I was the child of old age. My nativity, I am told, was not heartily welcomed, for the family was already within one of a dozen, and the means of support were not superabundant. I arrived at Middlebrook, New Jersey, while my father kept the toll-gate, at which business the older children helped him, but I was too small to be of service. I have no memory of residence there, except the day of departure, and that only emphasised by the fact that we left an old cat which had purred her way into my affections, and separation from her was my first sorrow, so far as I can remember.
In that home at Middlebrook, and in the few years after, I went through the entire curriculum of infantile ailments. The first of these was scarlet fever, which so nearly consummated its fell work on me that I was given up by the doctors as doomed to die, and, according to custom in those times in such a case, my grave clothes were completed, the neighbours gathering for that purpose. During those early years I took such a large share of epidemics that I have never been sick since with anything worthy of being called illness. I never knew or heard of anyone who has had such remarkable and unvarying health as I have had, and I mention it with gratitude to God, in whose “hand our breath is, and all our ways.”

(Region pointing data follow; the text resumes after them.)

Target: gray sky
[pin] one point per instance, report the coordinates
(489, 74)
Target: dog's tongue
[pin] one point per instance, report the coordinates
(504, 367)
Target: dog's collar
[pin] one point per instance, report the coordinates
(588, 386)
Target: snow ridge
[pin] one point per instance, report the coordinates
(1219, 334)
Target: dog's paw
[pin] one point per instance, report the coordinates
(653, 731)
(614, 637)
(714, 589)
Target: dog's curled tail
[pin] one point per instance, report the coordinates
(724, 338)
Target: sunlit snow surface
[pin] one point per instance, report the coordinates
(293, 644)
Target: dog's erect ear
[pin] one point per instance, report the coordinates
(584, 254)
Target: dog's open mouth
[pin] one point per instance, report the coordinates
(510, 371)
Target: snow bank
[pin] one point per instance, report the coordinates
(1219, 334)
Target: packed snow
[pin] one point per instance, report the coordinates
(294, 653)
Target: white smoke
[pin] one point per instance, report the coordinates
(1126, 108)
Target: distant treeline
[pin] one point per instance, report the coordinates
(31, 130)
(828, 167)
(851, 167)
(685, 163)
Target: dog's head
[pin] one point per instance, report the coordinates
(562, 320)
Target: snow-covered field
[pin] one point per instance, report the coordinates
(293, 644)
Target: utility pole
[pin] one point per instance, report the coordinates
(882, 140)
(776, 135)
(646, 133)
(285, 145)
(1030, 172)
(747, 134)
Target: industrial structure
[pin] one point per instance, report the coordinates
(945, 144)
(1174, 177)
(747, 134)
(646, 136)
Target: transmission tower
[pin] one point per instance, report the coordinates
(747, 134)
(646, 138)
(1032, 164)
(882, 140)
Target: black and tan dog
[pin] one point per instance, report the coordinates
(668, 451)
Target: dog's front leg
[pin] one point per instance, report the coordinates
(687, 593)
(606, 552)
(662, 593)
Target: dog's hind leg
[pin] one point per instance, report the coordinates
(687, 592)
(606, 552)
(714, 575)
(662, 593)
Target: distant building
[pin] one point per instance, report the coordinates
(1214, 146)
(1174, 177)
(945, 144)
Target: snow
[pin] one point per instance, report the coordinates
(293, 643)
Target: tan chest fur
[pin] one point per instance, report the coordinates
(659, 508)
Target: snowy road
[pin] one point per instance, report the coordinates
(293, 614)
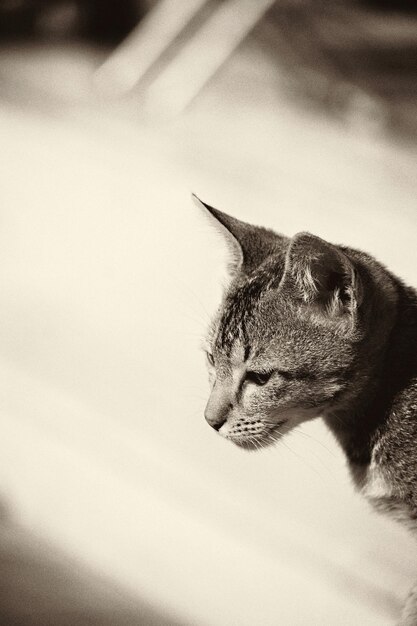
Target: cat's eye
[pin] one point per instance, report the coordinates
(258, 378)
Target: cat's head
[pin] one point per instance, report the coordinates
(282, 346)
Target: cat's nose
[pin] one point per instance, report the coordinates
(216, 413)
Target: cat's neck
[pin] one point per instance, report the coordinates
(390, 367)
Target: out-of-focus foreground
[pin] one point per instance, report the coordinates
(121, 505)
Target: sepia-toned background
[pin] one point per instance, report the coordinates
(119, 505)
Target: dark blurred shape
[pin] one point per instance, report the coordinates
(103, 21)
(407, 6)
(355, 59)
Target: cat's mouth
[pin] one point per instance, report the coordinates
(264, 439)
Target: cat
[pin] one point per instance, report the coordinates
(307, 329)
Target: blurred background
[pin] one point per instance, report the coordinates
(119, 505)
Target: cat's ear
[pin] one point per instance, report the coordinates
(320, 274)
(249, 245)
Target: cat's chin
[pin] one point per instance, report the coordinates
(269, 439)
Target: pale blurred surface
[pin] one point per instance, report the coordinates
(108, 275)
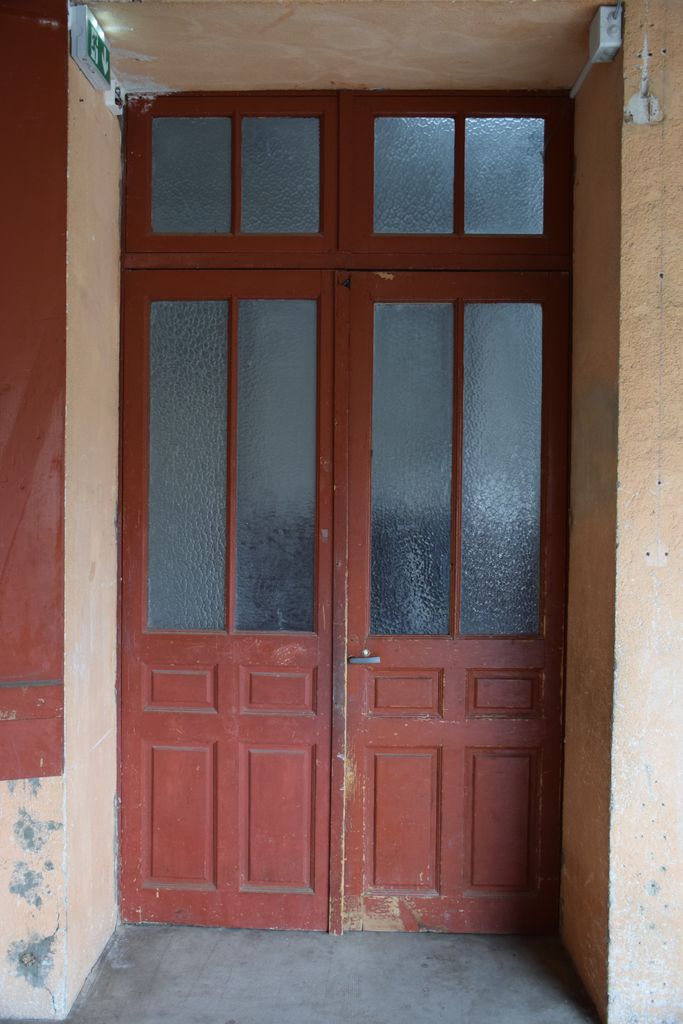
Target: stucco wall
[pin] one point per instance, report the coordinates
(32, 898)
(646, 834)
(90, 509)
(590, 663)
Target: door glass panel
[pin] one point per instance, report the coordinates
(281, 175)
(504, 170)
(414, 175)
(190, 175)
(501, 517)
(412, 468)
(276, 472)
(187, 465)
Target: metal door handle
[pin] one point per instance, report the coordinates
(365, 658)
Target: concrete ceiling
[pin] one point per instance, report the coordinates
(195, 45)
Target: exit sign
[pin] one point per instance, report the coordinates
(89, 47)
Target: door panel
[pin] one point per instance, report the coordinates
(226, 680)
(454, 729)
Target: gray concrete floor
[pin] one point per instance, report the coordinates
(155, 974)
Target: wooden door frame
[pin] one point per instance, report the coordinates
(339, 261)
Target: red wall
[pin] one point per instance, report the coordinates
(33, 219)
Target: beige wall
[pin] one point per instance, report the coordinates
(91, 486)
(57, 885)
(646, 833)
(32, 899)
(590, 664)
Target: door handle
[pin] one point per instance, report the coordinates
(365, 658)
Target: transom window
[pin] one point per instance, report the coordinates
(348, 173)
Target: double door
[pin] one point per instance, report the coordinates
(343, 576)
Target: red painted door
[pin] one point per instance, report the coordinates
(226, 598)
(456, 579)
(451, 437)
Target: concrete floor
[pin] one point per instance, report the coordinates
(157, 974)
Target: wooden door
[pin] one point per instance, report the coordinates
(456, 580)
(226, 598)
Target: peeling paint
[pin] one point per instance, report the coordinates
(32, 834)
(27, 884)
(34, 958)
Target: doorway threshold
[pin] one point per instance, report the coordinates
(159, 974)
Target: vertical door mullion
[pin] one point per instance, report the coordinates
(232, 410)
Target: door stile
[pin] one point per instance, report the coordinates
(338, 772)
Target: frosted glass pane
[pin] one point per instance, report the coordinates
(414, 168)
(501, 519)
(504, 170)
(412, 468)
(276, 456)
(187, 465)
(281, 175)
(190, 175)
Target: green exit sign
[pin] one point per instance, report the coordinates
(89, 47)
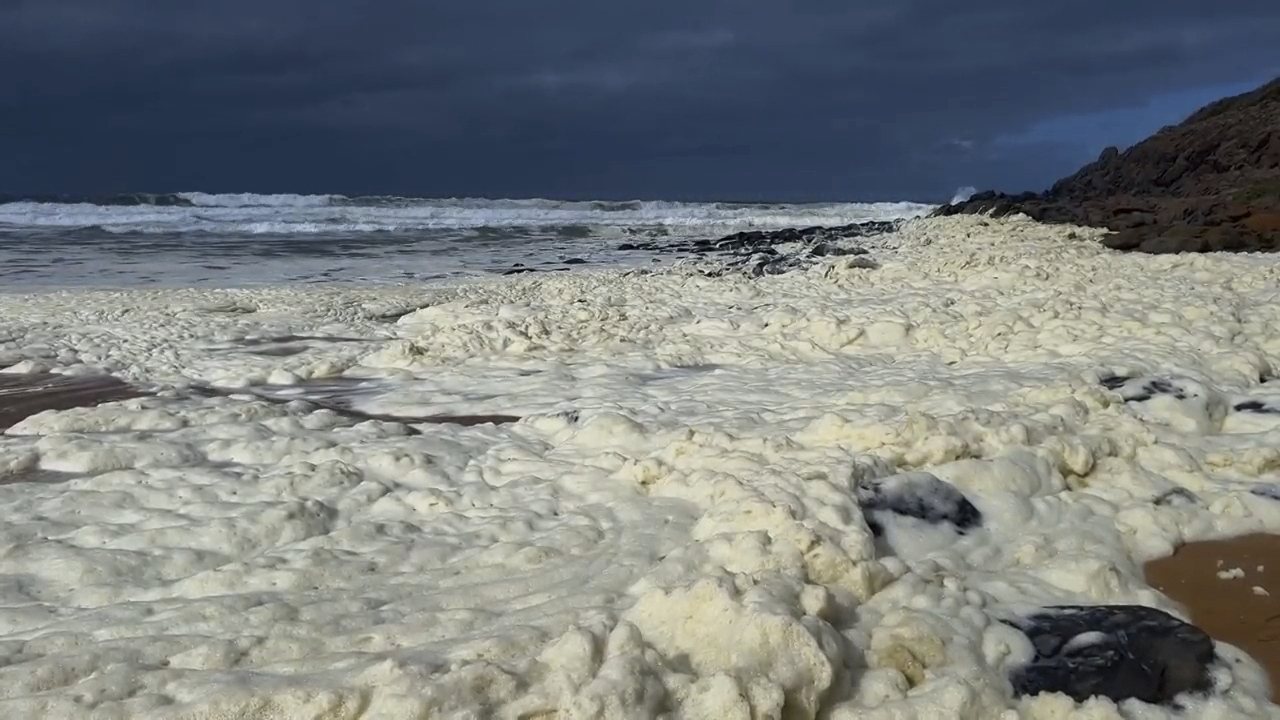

The “grippe,” as it is called, touched me at Vienna when on my way from the Holy Land, but I felt it only half a day, and never again since.
I often wonder what has become of our old cradle in which all of us children were rocked! We were a large family, and that old cradle was going a good many years. I remember just how it looked. It was old-fashioned and had no tapestry. Its two sides and canopy were of plain wood, but there was a great deal of sound sleeping in that cradle, and many aches and pains were soothed in it. Most vividly I remember that the rockers, which came out from under the cradle, were on the top and side very smooth, so smooth that they actually glistened. But it went right on and rocked for Phoebe the first, and for DeWitt the last.
There were no lords or baronets or princes in our ancestral line. None wore stars, cockade, or crest. There was once a family coat-of-arms, but we were none of us wise enough to tell its meaning. Do our best, we cannot find anything about our forerunners except that they behaved well, came over from Wales or Holland a good while ago, and died when their time came. Some of them may have had fine equipages and postilions, but the most of them were sure only of footmen. My father started in life belonging to the aristocracy of hard knuckles and homespun, but had this high honour that no one could despise: he was the son of a father who loved God and kept His commandments. Two eyes, two hands, and two feet were the capital my father started with.